Monday, April 27, 2020. I thought Saturday was Sunday. I remember waking up thinking: what day is this?  Sunday? It felt like a Sunday, whatever that means. I decided I wouldn’t get up until I figured it out because otherwise the experience fed into the thought that maybe I’m losing it …. I laughed when I wrote those words but maybe the laughter was ironic? All of this over the weather yesterday in New York. Saturday was nice. Maybe 60 degrees midday. People were out walking. A lot. Sunday it rained. On everyone’s parade, like the song Streisand made famous for her generation.

Thought streaming. I usually read the Daily Mail to keep track of what’s going on in the world. It is not the world I live in, and probably not the world millions of its readers live in, but it’s an impressive distraction about how ordinary we are. Even in Technicolor. All of us. You read about the terrible things people do to each other, to their children, their elders, their pets, their next door neighbor.


Sunday sky. Photo: JH.

Then you read about poor Prince Harry who is no longer numero uno among us unblemished masses, because he abandoned the Queen, his own grandmother, for that … that … that, that hussy!

Joan Crawford as the Gorgeous Hussy.

Gawd. I feel sorry for Harry. It’s my soft spot. My mother lost her mother when she was nine. Thereafter everything changed, and there it remained and continues to remain in her offspring. That is the nature of the brain. 

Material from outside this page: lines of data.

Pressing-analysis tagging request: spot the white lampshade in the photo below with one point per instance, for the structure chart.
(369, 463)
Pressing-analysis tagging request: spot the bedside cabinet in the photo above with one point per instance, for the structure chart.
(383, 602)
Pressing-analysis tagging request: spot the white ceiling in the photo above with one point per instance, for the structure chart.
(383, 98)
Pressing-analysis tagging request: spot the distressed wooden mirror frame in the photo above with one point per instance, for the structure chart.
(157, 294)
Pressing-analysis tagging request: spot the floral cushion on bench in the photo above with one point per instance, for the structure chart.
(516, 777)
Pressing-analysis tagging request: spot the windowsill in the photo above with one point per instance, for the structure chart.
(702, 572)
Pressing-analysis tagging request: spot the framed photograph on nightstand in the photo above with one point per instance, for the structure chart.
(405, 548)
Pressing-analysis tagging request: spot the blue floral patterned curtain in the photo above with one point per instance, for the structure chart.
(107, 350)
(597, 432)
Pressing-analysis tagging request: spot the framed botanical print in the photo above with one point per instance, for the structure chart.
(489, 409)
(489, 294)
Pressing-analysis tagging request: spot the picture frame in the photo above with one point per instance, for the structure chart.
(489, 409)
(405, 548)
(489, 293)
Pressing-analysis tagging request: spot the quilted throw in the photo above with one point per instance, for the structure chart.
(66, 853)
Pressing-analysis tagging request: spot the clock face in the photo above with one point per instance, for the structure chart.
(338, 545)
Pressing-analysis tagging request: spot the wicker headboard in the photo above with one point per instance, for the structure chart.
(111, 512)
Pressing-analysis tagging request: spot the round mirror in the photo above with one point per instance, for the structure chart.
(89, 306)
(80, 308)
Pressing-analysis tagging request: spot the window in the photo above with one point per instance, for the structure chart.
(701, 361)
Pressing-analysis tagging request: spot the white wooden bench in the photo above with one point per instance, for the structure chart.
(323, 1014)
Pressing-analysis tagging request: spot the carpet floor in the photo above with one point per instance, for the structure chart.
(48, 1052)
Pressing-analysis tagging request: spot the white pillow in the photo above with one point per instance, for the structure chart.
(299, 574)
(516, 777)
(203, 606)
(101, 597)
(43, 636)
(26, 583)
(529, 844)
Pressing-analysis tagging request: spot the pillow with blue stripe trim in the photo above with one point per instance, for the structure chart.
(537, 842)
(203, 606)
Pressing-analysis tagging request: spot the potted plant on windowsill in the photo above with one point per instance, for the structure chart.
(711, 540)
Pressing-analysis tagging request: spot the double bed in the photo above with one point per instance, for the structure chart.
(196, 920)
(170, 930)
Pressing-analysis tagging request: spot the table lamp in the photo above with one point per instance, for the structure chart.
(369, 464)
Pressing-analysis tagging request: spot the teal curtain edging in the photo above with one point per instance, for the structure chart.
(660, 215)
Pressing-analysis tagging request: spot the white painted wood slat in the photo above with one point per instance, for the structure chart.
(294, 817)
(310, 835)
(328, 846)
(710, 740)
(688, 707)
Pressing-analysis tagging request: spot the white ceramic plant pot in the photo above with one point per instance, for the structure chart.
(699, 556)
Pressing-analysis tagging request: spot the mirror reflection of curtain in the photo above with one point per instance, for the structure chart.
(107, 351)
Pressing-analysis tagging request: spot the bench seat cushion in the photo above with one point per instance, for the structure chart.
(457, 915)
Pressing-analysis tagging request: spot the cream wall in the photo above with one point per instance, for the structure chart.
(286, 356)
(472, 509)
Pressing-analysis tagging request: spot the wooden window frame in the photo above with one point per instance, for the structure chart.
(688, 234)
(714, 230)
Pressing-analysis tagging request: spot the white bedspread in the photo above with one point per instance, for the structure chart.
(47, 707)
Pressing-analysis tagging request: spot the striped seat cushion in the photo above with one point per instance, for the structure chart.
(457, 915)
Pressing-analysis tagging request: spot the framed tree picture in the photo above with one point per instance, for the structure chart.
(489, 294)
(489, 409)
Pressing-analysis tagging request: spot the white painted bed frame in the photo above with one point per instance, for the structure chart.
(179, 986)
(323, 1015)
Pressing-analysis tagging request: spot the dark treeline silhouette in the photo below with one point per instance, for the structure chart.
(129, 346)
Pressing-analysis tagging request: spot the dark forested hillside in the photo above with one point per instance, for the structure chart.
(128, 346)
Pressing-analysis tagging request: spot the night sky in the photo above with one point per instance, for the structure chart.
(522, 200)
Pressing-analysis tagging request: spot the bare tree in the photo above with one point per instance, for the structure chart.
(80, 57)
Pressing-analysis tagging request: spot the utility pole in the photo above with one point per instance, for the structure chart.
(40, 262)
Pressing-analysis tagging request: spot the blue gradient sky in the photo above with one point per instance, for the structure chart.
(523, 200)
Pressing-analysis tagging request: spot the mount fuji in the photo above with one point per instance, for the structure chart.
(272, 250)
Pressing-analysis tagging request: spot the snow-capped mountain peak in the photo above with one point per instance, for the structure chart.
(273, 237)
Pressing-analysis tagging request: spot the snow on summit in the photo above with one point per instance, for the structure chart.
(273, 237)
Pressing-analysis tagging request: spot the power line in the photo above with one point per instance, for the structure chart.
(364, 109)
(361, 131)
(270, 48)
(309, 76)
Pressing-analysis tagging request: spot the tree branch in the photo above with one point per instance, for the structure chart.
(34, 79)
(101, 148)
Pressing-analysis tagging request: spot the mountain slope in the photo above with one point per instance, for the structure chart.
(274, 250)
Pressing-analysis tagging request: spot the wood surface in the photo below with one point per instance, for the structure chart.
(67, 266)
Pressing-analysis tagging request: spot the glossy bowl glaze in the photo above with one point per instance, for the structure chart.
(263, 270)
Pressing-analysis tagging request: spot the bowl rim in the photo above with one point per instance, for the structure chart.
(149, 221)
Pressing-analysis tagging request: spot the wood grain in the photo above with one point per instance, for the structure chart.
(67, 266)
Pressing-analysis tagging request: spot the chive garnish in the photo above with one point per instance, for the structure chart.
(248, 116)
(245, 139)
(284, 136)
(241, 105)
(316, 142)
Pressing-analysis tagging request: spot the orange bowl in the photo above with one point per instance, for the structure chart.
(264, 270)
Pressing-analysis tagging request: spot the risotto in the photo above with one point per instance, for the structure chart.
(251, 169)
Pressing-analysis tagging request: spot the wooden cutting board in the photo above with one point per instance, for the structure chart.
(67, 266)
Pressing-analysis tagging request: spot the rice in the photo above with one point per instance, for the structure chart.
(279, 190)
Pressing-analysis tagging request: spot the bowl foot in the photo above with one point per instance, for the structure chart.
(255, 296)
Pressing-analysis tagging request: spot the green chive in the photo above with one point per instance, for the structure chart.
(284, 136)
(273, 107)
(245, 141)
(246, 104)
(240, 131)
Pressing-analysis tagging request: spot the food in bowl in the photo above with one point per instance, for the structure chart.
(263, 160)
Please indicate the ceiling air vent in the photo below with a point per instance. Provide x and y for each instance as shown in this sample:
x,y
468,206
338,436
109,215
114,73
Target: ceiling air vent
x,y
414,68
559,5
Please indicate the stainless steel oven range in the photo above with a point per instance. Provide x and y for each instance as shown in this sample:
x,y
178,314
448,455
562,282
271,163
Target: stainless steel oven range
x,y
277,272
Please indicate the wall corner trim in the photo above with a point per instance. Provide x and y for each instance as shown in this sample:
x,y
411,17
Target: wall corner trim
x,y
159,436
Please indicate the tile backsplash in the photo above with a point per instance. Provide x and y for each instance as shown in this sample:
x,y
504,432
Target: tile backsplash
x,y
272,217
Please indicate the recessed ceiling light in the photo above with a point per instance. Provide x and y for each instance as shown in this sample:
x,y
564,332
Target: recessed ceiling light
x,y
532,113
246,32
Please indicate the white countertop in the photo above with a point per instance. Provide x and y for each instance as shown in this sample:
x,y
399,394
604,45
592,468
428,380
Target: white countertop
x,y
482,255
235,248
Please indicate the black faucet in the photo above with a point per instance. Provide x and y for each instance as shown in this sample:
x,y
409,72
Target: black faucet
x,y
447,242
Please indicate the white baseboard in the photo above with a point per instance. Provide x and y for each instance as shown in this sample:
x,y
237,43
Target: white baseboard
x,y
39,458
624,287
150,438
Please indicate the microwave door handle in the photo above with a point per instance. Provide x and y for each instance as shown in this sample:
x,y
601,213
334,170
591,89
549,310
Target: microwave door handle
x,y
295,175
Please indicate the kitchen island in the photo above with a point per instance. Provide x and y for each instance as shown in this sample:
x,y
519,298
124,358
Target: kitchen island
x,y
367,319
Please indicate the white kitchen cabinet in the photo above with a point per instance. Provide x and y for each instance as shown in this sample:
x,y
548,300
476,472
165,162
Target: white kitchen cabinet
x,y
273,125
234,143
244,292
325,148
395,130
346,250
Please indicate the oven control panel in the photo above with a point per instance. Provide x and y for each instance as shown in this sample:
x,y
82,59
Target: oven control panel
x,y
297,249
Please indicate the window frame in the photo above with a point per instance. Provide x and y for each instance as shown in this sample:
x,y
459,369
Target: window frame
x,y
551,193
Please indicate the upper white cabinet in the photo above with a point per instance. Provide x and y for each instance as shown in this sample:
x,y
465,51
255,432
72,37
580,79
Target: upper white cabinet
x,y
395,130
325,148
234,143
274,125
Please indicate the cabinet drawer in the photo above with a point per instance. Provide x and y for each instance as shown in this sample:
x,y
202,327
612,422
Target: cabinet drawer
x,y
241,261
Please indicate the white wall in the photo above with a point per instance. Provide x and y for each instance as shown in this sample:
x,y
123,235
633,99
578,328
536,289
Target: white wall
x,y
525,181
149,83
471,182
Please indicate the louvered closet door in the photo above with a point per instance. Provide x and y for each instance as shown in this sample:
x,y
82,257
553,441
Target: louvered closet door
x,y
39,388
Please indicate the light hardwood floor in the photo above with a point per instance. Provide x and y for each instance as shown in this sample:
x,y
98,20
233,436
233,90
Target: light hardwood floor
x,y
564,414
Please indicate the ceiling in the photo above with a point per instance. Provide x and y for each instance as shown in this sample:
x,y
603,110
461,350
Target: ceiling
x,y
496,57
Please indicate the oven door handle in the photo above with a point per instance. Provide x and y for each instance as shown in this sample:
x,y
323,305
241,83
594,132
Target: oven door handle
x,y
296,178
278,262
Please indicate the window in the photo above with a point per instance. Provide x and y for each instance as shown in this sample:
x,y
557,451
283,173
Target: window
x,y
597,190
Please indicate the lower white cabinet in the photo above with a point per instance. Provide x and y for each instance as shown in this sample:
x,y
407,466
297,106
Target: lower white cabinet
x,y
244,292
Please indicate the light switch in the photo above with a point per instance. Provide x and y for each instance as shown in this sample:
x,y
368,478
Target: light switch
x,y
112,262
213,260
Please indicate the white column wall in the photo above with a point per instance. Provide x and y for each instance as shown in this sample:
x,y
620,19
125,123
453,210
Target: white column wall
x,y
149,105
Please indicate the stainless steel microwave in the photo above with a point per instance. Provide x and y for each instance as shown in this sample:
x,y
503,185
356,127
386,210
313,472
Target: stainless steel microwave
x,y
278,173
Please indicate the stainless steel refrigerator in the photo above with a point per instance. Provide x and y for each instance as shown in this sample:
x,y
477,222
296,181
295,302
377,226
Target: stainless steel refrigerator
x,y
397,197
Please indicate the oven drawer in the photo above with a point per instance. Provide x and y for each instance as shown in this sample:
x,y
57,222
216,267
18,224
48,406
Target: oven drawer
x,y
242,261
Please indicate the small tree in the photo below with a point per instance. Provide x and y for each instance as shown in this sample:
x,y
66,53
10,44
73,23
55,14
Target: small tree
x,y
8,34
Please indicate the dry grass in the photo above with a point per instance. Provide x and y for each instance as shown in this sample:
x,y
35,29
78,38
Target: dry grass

Who can blame him for going off with that woman? He likes her!! Is there a better reason?? And what would become of him, otherwise? The little brother Prince who’s popular like his mother was with the public. But otherwise…?  That’s not a life. That’s a public fantasy. So now he’s living in LA with the wife and the kid at the beach, and let’s hope they don’t have an earthquake or a tsunami (well, you never know), and that it all works out for him.  How often does that happen when sisters-in-law don’t see eye to eye and the brothers-for-life then become separated.  That’s a loss, for both. 

You know that word, hussy? I don’t either. When I was a kid back in the pre-media age, it was a word you’d see in a movie magazine about a character played by Joan Crawford. The film version of a bitch. Back then, in the days of Joan Crawford.

In view of the moments we’re all living in now — in New York City — many are predicting that life is going to change dramatically. It certainly has changed dramatically in this lockdown phase although many imagine it will return to the way it was before. This past Saturday the sunshine brought out a lot of New Yorkers, especially in the parks. People need to get out.


Saturday afternoon. Went for stroll again with Gillian Miniter and this time, with her husband Sylvester, onto the Promenade where up ahead it was very busy. It was a relief for all.
A shot of the terrace boxes on the third floor of a house in the century-old Henderson Place block on East End Avenue.
A zoom shot from my terrace a block away, Saturday afternoon. Look at those tulips, glowing in the daylight, proof positive of something better around the corner.

Prediction often has nothing to do with the outcome, although it is often the result of sensible thinking.  Results, Occurrences, however, often have nothing to do with sensible thinking. Aside from Mother Nature they are often related to sleights of hand or fate, or even human highhandedness. 

Generations of human society were taught what we call “manners.” Please and Thank You, respect your elders, do unto others as you would have them do unto you — universal rules of conduct that allows us creatures to exist, procreate, enliven. The Ten Commandments are not religious rules. They are universal rules of conduct for conscious beings who have a language. Some genius thought of them so we complicated creatures could live with our brethren and the rest of the animal world. Love Thy Neighbor is something we were later taught along with the manners or etiquette. Please and Thank you, Love Thy Neighbor, are all powerful elements for survival in the human condition.


Then there’s my neighboring tree just days before my view turns almost entirely verdant. What a gift here in the land of brick, glass and concrete canyons.